Quel rôle joue la jeunesse pour le renouveau de l’Afrique ?

Depuis quelques années, un vent de renouveau souffle sur l’Afrique grâce au dynamisme de sa jeunesse

En effet,  si dans la partie nord du continent, ce vent de renouveau s’est manifesté par le printemps Arabe, qui a entraîné la chute de plusieurs dictateurs, notamment le Tunisien Ben Ali, l’Egyptien Hosni Mubarak, le Lybien Mouammar Al Kadafi pour ne citer que ces trois, de façon générale, on assiste de plus en plus à une certaine prise de conscience de la jeunesse africaine quant au rôle qu’elle doit jouer pour mettre le continent sur les rails du développement. Il n’est plus  rare de rencontrer, en Afrique, des jeunes décomplexés qui prennent toute la part qui leur revient de droit dans la conversation mondiale que ce soit à travers l’entrepreneuriat, la culture, le sport ou par le biais de mouvements exigeant redevabilité de la part des gouvernants et le respect des principes démocratiques. De « Y-en-a-marre » au Sénégal en passant par le balai Citoyen au Burkina Faso et Filimbi au Congo, les jeunes africains sont désormais décidés à jouer un rôle prépondérant dans le renouveau. Ils entendent ainsi être moteur de cette nouvelle Afrique qui désormais se présente fièrement comme fer de lance du monde.
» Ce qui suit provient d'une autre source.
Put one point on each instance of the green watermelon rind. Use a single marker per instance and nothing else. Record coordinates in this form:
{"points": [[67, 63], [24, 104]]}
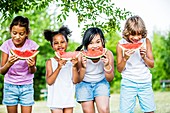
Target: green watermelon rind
{"points": [[129, 49], [58, 56], [24, 58], [96, 57]]}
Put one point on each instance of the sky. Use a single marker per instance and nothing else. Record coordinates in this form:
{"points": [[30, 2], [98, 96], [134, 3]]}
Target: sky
{"points": [[155, 13]]}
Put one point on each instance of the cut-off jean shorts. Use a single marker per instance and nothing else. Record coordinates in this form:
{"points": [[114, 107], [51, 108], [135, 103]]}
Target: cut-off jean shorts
{"points": [[130, 91], [86, 91], [18, 94]]}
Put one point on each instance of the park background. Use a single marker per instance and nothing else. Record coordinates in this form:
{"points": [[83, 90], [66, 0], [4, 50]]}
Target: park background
{"points": [[81, 14]]}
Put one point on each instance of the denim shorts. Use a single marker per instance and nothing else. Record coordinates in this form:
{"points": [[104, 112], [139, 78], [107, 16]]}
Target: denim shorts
{"points": [[86, 91], [18, 94], [130, 91]]}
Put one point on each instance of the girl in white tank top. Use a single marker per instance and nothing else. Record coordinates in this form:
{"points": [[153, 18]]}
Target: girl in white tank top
{"points": [[134, 67]]}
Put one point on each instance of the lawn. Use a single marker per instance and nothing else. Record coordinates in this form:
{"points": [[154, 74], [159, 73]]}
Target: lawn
{"points": [[162, 100]]}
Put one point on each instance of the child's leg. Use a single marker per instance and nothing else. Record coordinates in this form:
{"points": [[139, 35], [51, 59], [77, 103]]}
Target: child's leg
{"points": [[102, 103], [128, 96], [102, 94], [12, 109], [88, 106], [146, 97], [26, 109]]}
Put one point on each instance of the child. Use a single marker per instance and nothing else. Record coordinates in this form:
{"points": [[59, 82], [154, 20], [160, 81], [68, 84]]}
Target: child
{"points": [[61, 75], [94, 74], [18, 80], [134, 68]]}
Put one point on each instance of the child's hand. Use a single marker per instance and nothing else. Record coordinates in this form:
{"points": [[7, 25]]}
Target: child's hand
{"points": [[74, 61], [143, 52], [83, 59], [12, 59], [30, 62], [105, 60], [61, 62], [128, 53]]}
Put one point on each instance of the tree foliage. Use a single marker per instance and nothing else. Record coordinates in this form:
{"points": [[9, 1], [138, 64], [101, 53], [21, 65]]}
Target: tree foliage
{"points": [[86, 10]]}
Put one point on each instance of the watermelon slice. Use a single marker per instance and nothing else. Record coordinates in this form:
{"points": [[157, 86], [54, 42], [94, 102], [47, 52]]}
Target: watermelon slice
{"points": [[67, 55], [133, 46], [24, 54], [94, 54]]}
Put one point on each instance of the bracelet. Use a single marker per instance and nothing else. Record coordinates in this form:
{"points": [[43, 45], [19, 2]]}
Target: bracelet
{"points": [[108, 70]]}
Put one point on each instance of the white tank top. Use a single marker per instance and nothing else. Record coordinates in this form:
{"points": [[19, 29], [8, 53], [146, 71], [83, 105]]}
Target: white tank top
{"points": [[61, 93], [135, 69], [94, 71]]}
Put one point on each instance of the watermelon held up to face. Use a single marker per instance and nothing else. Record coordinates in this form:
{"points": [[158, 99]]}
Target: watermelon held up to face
{"points": [[67, 55], [23, 55], [94, 53], [133, 46]]}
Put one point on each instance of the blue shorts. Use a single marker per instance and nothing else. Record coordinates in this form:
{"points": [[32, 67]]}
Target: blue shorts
{"points": [[18, 94], [86, 91], [130, 91]]}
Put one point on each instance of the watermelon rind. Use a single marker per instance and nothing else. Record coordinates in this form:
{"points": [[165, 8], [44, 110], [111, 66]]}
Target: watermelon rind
{"points": [[131, 49], [23, 58], [96, 57], [58, 56]]}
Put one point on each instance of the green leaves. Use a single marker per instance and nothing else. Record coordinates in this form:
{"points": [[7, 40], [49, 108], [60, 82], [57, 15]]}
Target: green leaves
{"points": [[99, 13]]}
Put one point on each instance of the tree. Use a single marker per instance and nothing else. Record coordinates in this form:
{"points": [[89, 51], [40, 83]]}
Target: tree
{"points": [[86, 10]]}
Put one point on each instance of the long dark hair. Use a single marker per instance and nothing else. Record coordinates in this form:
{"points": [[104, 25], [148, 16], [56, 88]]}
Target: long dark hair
{"points": [[64, 30], [89, 34]]}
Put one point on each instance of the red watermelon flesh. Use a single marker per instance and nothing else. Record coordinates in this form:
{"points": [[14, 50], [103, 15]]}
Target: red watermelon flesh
{"points": [[94, 53], [24, 54], [131, 45], [67, 55]]}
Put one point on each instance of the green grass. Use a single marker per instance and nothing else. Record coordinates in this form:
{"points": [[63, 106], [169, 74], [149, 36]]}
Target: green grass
{"points": [[162, 100]]}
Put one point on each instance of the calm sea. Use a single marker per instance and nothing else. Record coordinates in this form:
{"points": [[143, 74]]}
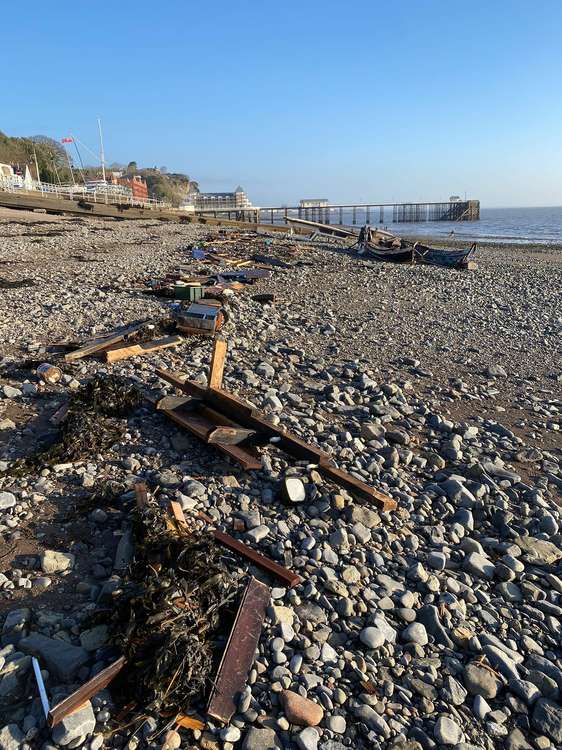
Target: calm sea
{"points": [[540, 225], [537, 225]]}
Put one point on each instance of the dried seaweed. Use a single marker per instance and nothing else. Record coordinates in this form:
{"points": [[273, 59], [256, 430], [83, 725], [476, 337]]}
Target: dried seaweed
{"points": [[167, 615], [93, 424], [17, 284]]}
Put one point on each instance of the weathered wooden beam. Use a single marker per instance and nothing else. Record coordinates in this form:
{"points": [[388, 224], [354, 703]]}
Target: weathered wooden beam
{"points": [[246, 416], [217, 361], [356, 486], [202, 427], [102, 342], [239, 653], [229, 435], [84, 693], [134, 350], [141, 494], [288, 577]]}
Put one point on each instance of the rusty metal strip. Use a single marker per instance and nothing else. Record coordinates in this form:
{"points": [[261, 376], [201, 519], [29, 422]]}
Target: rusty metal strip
{"points": [[84, 693], [141, 494], [201, 426], [240, 651], [284, 574], [246, 416]]}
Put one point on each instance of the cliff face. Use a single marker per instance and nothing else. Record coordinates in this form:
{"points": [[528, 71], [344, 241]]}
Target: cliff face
{"points": [[170, 187], [50, 156]]}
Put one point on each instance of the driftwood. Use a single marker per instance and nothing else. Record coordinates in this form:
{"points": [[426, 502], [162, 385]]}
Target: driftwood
{"points": [[239, 653]]}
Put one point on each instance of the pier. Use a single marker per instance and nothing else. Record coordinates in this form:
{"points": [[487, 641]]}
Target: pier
{"points": [[360, 213]]}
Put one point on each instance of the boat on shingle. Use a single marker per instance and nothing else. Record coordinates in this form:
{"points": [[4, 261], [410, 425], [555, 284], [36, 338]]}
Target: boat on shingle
{"points": [[388, 247]]}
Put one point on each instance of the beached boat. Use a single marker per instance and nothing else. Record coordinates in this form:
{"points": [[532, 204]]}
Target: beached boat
{"points": [[385, 246]]}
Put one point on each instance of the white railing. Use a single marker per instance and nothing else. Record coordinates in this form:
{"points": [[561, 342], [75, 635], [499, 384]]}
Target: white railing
{"points": [[98, 194]]}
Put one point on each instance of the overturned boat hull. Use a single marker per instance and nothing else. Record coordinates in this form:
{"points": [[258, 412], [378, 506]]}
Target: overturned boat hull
{"points": [[384, 246]]}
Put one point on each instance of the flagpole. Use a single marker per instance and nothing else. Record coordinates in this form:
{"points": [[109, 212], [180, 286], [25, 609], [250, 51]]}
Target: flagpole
{"points": [[101, 151], [37, 168], [70, 166]]}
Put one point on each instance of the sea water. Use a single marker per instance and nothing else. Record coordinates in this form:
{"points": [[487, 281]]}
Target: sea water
{"points": [[498, 225]]}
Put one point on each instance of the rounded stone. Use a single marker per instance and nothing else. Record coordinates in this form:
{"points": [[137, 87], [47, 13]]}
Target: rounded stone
{"points": [[301, 711], [371, 637], [415, 633]]}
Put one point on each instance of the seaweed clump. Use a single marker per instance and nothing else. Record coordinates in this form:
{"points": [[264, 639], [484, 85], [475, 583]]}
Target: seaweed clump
{"points": [[166, 618], [93, 423]]}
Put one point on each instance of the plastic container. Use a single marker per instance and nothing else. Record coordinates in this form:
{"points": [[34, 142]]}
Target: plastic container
{"points": [[49, 373]]}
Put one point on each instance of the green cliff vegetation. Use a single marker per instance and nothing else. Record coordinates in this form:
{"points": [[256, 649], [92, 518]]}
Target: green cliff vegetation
{"points": [[51, 157], [170, 187], [53, 163]]}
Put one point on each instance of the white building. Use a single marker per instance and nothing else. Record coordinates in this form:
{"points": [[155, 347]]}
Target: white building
{"points": [[237, 200]]}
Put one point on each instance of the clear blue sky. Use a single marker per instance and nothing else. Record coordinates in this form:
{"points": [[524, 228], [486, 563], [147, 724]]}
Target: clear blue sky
{"points": [[358, 101]]}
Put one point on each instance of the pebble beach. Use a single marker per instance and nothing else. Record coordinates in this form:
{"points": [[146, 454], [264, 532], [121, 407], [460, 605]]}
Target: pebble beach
{"points": [[435, 626]]}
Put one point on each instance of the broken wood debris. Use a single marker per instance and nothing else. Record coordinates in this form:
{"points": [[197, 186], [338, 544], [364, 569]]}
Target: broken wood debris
{"points": [[239, 653], [243, 415], [76, 699], [124, 352], [288, 577], [217, 362]]}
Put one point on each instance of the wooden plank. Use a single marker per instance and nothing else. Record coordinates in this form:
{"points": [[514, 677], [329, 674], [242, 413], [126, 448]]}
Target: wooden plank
{"points": [[230, 435], [217, 361], [203, 427], [96, 346], [194, 331], [178, 513], [84, 693], [141, 494], [239, 653], [135, 350], [173, 402], [356, 486], [288, 577], [247, 416]]}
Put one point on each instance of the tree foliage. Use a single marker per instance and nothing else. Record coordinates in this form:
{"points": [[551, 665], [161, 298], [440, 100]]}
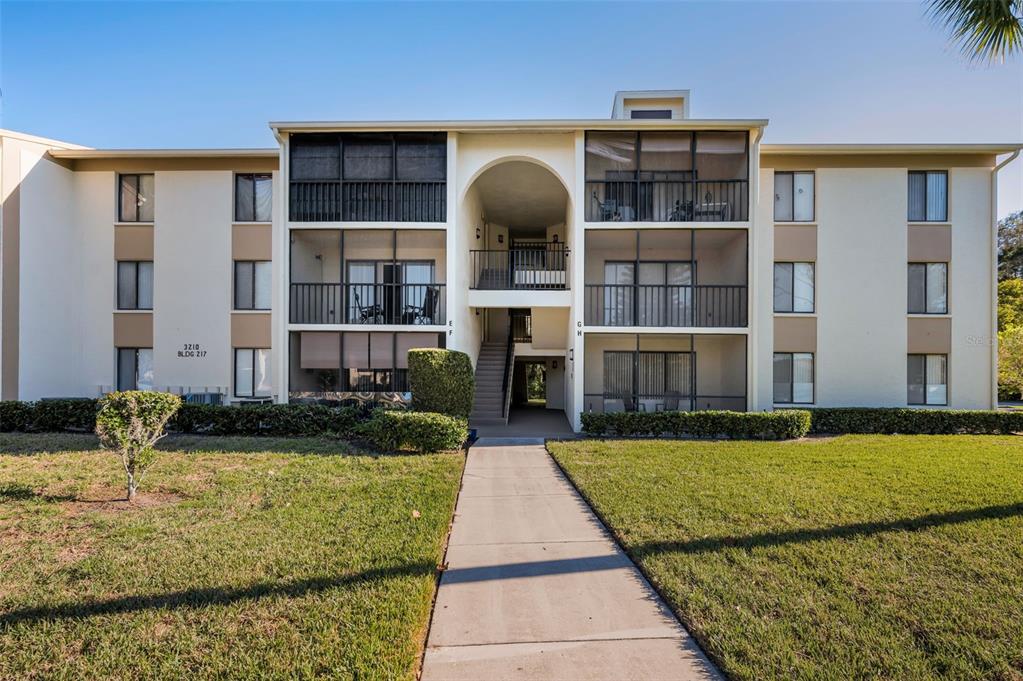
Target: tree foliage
{"points": [[1011, 246], [987, 31], [130, 423]]}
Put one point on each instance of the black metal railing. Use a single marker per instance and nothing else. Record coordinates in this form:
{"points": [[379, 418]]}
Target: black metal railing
{"points": [[667, 200], [532, 268], [642, 305], [371, 200], [367, 304], [609, 402]]}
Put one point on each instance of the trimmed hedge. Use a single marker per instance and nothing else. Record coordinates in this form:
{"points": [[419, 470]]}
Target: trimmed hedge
{"points": [[75, 414], [391, 430], [870, 420], [737, 424], [441, 380], [282, 420], [79, 415]]}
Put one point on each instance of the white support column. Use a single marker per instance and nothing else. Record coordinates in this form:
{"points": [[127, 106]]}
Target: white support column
{"points": [[456, 294], [280, 275], [753, 265], [577, 314]]}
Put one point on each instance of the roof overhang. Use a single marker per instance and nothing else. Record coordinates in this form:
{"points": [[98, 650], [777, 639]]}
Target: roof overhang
{"points": [[853, 149], [271, 152], [544, 126]]}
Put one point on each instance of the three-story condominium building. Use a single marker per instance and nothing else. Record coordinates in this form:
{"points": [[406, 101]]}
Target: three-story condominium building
{"points": [[641, 263]]}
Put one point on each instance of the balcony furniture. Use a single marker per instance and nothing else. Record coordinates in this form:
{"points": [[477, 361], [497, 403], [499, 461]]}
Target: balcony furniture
{"points": [[369, 314], [425, 313]]}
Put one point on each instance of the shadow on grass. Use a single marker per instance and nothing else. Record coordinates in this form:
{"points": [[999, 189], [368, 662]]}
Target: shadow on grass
{"points": [[53, 443], [16, 492], [853, 531], [197, 598]]}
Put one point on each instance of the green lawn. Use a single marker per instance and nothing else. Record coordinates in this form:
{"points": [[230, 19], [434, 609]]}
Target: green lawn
{"points": [[242, 557], [858, 556]]}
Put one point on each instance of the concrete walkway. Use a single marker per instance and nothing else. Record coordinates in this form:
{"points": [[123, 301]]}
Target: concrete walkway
{"points": [[535, 588]]}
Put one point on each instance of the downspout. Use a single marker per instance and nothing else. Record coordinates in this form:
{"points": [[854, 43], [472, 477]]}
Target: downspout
{"points": [[994, 277], [752, 299]]}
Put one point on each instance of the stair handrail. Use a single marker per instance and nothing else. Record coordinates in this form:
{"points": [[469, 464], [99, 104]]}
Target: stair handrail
{"points": [[508, 365]]}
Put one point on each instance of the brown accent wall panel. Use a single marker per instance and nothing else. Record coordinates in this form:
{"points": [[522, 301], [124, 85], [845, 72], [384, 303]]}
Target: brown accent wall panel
{"points": [[930, 243], [251, 241], [133, 242], [929, 335], [250, 330], [795, 334], [796, 243], [133, 329]]}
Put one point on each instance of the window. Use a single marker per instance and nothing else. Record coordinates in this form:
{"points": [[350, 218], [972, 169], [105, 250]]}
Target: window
{"points": [[794, 196], [134, 285], [928, 288], [928, 195], [252, 372], [793, 377], [927, 378], [648, 375], [253, 197], [134, 368], [136, 197], [793, 286], [252, 284], [646, 114]]}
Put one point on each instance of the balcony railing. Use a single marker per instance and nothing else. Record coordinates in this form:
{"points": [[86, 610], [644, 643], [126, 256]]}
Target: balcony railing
{"points": [[667, 200], [608, 402], [530, 268], [641, 305], [379, 200], [367, 304]]}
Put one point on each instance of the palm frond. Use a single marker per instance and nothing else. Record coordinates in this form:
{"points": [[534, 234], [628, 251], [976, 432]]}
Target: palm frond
{"points": [[985, 30]]}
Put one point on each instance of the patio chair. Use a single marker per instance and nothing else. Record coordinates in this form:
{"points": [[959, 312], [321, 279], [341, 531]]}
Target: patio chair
{"points": [[427, 312], [364, 314]]}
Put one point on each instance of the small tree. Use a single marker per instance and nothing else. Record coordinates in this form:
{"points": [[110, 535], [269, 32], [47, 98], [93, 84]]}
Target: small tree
{"points": [[131, 423], [1011, 362]]}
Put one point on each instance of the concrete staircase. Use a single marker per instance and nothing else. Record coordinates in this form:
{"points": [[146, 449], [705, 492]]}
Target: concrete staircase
{"points": [[489, 404]]}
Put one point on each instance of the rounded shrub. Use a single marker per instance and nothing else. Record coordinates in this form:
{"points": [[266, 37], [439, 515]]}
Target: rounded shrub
{"points": [[441, 381]]}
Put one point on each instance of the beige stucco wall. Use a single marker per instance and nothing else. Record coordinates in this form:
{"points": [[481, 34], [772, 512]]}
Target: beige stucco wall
{"points": [[133, 329], [862, 245], [133, 242], [251, 241], [548, 327], [795, 243], [250, 329], [192, 279]]}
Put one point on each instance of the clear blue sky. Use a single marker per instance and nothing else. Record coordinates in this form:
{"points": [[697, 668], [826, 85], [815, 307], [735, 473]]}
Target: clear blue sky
{"points": [[124, 75]]}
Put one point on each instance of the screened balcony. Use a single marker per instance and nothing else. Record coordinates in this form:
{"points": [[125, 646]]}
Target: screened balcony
{"points": [[369, 276], [368, 177], [667, 176], [653, 372], [669, 278], [330, 367]]}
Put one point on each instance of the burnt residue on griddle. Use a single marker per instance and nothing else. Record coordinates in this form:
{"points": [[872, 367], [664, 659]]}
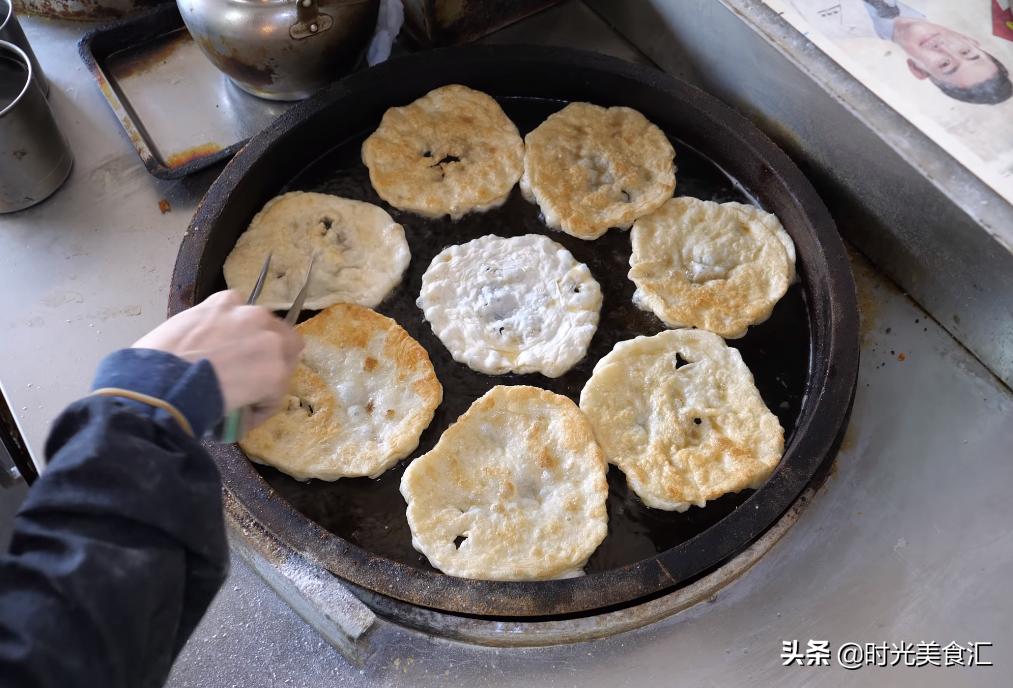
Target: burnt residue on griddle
{"points": [[371, 513]]}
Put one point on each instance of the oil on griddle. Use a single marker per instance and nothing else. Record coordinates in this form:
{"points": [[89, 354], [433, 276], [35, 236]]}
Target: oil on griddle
{"points": [[371, 513]]}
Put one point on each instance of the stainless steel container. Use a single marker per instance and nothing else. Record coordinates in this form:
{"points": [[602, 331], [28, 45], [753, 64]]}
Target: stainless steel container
{"points": [[34, 157], [282, 50], [11, 31], [85, 10]]}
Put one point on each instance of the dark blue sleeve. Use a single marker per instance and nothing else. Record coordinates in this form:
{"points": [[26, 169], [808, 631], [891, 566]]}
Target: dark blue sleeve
{"points": [[120, 546]]}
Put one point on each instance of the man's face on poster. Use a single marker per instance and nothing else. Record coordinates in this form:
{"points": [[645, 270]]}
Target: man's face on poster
{"points": [[943, 55]]}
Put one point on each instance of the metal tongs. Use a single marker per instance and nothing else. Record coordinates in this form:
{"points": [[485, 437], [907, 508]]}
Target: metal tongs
{"points": [[233, 426]]}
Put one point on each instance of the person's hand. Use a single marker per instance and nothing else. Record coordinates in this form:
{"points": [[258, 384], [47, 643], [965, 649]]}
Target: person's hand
{"points": [[253, 352]]}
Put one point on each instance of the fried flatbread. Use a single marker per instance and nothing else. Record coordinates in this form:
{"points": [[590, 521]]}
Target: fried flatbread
{"points": [[521, 305], [361, 251], [359, 400], [451, 152], [590, 168], [716, 266], [680, 414], [514, 490]]}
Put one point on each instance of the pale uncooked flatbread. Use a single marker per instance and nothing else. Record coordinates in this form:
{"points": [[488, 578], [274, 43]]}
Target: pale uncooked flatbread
{"points": [[514, 490], [680, 414], [716, 266], [359, 400], [361, 251], [522, 305], [590, 168], [451, 152]]}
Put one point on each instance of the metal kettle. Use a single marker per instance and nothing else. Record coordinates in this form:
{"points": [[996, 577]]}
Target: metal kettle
{"points": [[281, 50]]}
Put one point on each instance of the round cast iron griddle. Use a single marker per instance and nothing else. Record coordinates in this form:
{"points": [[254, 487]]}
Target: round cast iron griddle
{"points": [[804, 358]]}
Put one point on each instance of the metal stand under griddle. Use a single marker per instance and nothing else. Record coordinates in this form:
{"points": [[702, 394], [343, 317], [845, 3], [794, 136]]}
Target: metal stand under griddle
{"points": [[347, 615]]}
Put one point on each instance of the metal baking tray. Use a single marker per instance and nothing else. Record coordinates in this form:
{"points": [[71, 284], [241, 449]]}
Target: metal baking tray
{"points": [[180, 112], [804, 359]]}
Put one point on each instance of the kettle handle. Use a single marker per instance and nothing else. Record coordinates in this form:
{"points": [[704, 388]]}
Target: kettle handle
{"points": [[309, 20]]}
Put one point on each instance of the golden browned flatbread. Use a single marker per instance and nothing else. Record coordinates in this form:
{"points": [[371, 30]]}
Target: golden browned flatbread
{"points": [[359, 400], [680, 414], [716, 266], [514, 490], [590, 168], [451, 152]]}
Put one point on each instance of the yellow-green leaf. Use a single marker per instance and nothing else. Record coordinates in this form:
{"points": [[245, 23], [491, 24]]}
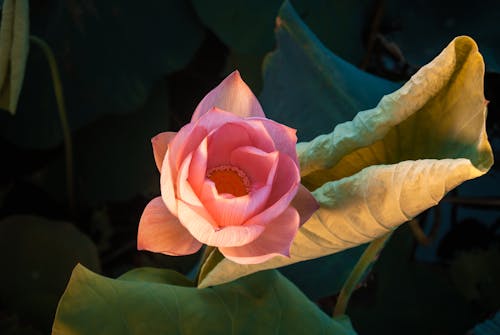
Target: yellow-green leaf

Mais comment cette jeunesse contribue-t-elle au renouveau du continent ? Cette implication des jeunes conduira-t-elle le continent vers le développement tant attendu ?

Une société civile jeune de plus en plus forte

Le renouveau en Afrique passe nécessairement par la jeunesse qui selon des statistiques de la Banque mondiale constitue environ 60 % de la population. Longtemps instrumentalisée et marginalisée, cette jeunesse s’exprime désormais et s’organise pour faire respecter sa volonté et rétablir un nouvel ordre. Elle ne jure plus que par le respect des règles du jeu démocratique dans lequel elle voit une source de stabilité et d’opportunités de création d’emplois. Pour avoir plus d’impact, les jeunes s’organisent selon les pays à travers des mouvements de revendication qui dans certains pays ont pu conduire à la chute de dictateurs. Qui ne se rappelle pas de la chute surprise en janvier 2011 du président Tunisien Zine El-Abidine Ben Ali à la suite de soulèvement d’abord des jeunes pour rendre justice au vendeur ambulant Mouhamed Bouazizi. Comme une traînée de poudre, le même mouvement se reproduisait en Egypte et en Lybie avant d’atteindre d’autres pays arabe. Le mouvement est alors appelé ‘’ Printemps Arabe ‘’.

A l’ouest du continent, au Sénégal, c’est le mouvement « Y-en-a-marre », né en 2011 composé de journalistes et d’artistes , qui engage la lutte, au départ contre les coupures intempestives de courant et après pour inciter les sénégalais à participer massivement aux élections  pour renouveler le personnel politique, lutter contre la corruption et promouvoir le civisme.

Au Burkina Faso, les jeunes s’organisent et portent sur les fonts baptismaux en 2013 ‘’le Balai Citoyen’’. Le mouvement finira par balayer un 31 octobre 2016 Blaise Compaore après 27 ans de règne sans partage.

Le retour des jeunes cadres de la diaspora   

Depuis quelques années, nous assistons au retour de nombreux jeunes cadres de la diaspora africaine. Si avant, ils étaient nombreux à choisir de rester en Europe ou aux Etats-Unis après leurs  études, aujourd’hui, la donne a changé. De plus en plus de jeunes font le choix de revenir afin de saisir les opportunités qu’offrent désormais le continent. Se faisant avec l’expérience acquise en occident, ils viennent jouer un rôle important dans le processus de développement du continent. De Bamako à Dakar en passant par Abidjan, les jeunes entreprises des cadres de la diaspora prospèrent et sont citées en exemple. 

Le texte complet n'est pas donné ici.